Federal transport minister tells airlines to step up in new passenger bill of rights

Federal transport minister Marc Garneau has laid down the law - telling airlines what he expects of them in his new passenger bill of rights.

Garneau met with representatives of airlines in Montreal this morning at ICAO headquarters to discuss the law aimed at protecting passengers in cases of overbooked flights.

Garneau said he suggested airlines update their websites right away with their revamps of overbooking policies. The law is expected to be in place next year.

Garneau said he didn't want to see passengers booted against their will from overbooked flights, as seen in recent cases. Garneau said he also didn't want airlines charging parents to sit next to their children.

Garneau would not speculate on what compensation he'd like to see for passengers in cases of overbooked flights. He said he was confident the bill will have teeth.
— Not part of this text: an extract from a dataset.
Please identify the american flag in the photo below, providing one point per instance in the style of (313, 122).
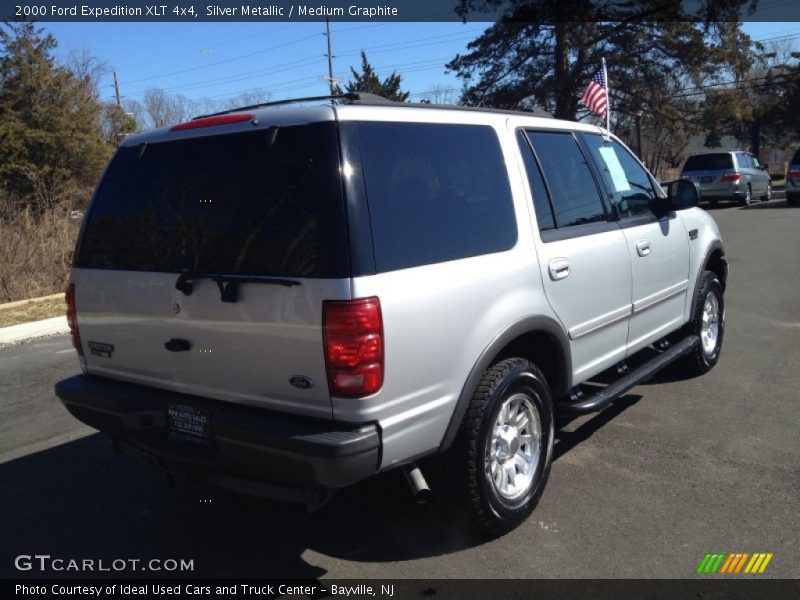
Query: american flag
(595, 95)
"We're not putting passenger rights in place with compensations without also ensuring they will be enforceable," Garneau told reporters after the meeting.

CAA spokesman Ian Jack said they will be watching the situation closely to see how the law is enforced and what compensation is offered.

"What we need to do is get them high enough that the airlines are incented to do things right in the first place so people don't end up having to claim that money but not so high that the airlines are incented to get around the rules either," said Jack.

"An excellent first step from the government, lots of good talk. On paper, this looks wonderful. We now need to operationalize it so it really works on behalf of Canadians and that's going to be some hard work that's going to happen over the next six to nine months."